Jack DiFalco and Renée-Nicole Powell. Photo: Ahron R. Foster
Experimental is one thing; inchoate another. This debut work by Eliya Smith relies on its own internal logic, which unfortunately – in contrast to Liza Birkenmeier’s brilliant 2024 play Grief Hotel – doesn’t always play out clearly for the audience.
Six campers and one counselor – Cade (Jack DiFalco), who doesn’t appear much older than his counselees – occupy a unisex cabin in the woods of Hurt, Alabama (a telling bit of overreach: the factual “Hurtsboro” isn’t quite so euphonic). Smith suggests that each teen is at a particular stage in the healing process, though she’s stingy in doling out the particulars. By minimizing backstories, she at least avoids the tone of an after-school special. Still, the script is needlessly abstruse: Smith takes forever to tease out what exactly the kids’ damages are.
Olivia (Renée-Nicole Powell), bold and brassy at 17, presents as hypersexualized in the wake of a death for which she may have been responsible. In order to determine the underlying facts, though, you may have to plumb the script, because the performers tend to mumble (perhaps in abeyance to Les Waters’s direction?) and Louise Thompson’s evocative mess of a set – you can practically sense the dustballs accumulating under those lumpy, sagging bunkbeds – tends to absorb the dialogue, despite a perfectly good sound design by Bray Poor (it’s rich with birdsong and other sylvan touches).
Olivia aggressively comes on to Cade: that’s the dominant story line, and there’s some suspense as to whether he’ll cave. Olivia’s sister Esther (Lark White) is on to her, at once empathetic and resentful. Cade does his best to fend off Olivia’s escalating advances, but it’s not much of a cliffhanger either way.

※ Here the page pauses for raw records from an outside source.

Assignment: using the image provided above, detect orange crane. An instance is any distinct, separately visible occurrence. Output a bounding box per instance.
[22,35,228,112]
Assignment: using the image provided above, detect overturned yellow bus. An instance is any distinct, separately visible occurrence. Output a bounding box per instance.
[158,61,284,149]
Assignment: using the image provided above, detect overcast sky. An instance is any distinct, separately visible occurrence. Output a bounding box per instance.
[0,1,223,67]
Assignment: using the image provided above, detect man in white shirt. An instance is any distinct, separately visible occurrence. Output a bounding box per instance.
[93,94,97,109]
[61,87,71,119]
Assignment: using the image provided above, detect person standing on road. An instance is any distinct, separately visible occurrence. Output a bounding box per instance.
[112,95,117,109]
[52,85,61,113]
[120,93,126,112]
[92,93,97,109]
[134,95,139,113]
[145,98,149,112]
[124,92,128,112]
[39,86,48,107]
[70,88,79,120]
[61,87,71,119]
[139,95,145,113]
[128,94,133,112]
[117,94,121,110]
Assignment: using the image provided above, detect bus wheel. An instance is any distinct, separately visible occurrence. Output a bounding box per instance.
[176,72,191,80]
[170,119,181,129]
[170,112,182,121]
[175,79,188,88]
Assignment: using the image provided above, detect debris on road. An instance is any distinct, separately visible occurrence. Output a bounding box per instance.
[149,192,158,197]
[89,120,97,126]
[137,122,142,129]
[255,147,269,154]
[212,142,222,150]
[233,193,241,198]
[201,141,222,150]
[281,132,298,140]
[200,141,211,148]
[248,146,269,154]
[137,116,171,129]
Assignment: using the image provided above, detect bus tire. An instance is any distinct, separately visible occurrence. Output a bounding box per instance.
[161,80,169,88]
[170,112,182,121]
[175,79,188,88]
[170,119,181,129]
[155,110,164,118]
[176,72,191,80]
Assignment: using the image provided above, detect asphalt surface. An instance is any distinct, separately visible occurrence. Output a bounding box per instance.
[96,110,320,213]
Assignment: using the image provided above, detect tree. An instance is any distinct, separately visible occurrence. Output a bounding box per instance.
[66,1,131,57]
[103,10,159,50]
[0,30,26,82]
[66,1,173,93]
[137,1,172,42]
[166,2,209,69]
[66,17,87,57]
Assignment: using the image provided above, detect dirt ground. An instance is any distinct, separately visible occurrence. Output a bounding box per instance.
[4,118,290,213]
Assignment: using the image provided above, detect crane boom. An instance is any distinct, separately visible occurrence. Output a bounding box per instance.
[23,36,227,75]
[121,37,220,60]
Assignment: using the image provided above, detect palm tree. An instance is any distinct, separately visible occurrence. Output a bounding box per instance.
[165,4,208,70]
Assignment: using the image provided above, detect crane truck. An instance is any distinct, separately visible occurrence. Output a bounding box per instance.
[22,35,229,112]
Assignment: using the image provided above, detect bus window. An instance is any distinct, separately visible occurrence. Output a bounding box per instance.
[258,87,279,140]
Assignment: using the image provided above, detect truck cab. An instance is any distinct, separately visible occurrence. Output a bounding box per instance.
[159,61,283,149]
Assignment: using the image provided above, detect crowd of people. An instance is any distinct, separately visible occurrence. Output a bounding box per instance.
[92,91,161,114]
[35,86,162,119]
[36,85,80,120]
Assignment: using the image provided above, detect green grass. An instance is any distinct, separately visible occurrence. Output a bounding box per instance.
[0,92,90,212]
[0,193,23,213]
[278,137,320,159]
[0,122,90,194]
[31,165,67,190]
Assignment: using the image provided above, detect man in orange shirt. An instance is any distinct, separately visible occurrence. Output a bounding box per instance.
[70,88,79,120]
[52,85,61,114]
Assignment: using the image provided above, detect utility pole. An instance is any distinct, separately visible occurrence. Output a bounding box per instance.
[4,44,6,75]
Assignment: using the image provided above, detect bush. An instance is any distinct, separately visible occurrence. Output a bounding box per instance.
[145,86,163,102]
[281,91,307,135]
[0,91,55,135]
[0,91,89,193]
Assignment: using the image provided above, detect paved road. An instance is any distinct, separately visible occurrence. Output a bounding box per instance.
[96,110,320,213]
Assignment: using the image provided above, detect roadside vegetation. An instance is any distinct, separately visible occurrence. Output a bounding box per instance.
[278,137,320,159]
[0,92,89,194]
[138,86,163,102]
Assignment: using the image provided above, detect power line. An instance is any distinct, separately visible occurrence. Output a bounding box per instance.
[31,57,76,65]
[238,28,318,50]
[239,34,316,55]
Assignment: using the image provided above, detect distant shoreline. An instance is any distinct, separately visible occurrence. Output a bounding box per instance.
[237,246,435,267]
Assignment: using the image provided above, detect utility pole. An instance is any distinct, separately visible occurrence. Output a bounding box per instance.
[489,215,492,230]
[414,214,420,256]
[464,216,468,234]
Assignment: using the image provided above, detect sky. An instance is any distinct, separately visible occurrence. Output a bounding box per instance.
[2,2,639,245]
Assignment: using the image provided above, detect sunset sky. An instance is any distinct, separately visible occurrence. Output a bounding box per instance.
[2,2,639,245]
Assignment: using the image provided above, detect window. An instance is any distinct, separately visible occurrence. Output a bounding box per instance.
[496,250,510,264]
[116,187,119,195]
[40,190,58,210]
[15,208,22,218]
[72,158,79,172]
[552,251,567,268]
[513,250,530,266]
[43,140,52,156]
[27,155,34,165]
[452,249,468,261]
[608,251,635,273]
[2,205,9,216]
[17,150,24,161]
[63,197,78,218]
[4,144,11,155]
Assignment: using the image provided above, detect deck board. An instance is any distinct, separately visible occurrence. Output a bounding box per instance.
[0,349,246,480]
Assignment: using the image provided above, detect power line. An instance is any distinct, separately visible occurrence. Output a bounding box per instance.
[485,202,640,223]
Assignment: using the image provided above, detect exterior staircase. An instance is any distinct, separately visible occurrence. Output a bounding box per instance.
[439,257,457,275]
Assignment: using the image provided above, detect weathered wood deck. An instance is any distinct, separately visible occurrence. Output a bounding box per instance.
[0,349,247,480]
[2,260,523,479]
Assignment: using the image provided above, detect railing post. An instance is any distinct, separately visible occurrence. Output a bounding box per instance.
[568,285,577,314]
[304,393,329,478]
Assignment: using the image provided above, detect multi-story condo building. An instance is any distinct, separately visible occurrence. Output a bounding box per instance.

The unseen camp director, Rocky (Danny Wolohan), starts the day with overly chummy announcements over the PA. His ramblings definitely overstep: he recounts, for example, a past relationship with a woman who insisted on staying silent during sex. It’s an interesting riff – or would be in another script, from which it’s perhaps lifted – but of course totally inappropriate in context. Rocky’s matutinal musings come out of the blue, shoehorned in like possible outtakes from another, as yet larval play.
Also scattered throughout are readings-on-demand of a script being crafted by the presumably youngest camper, Blue (Maaike Laanstra-Corn). The budding playwright imagines a woman living alone in a “gigantic purple house” by the sea, where random surprise packages arrive daily. The other girls humor Blue by listening and, when conscripted, reading her scribblings aloud, but the whole notion seems like a conceit on the part of the playwright-behind-the-playwright. Are we meant to see the isolated woman as a stand-in for Blue, and Blue perhaps for Smith? The fantasy itself, pretty transparently intended to represesent the immature girl’s deracinated state of mind, is off-puttingly precious.
Olivia, the sexual aggressor, is the most believable character in the bunch, and you may end up rooting for her to sort out her maladjustment. The play as a whole, though, is so doggedly rigged, the stakes never for a moment feel real.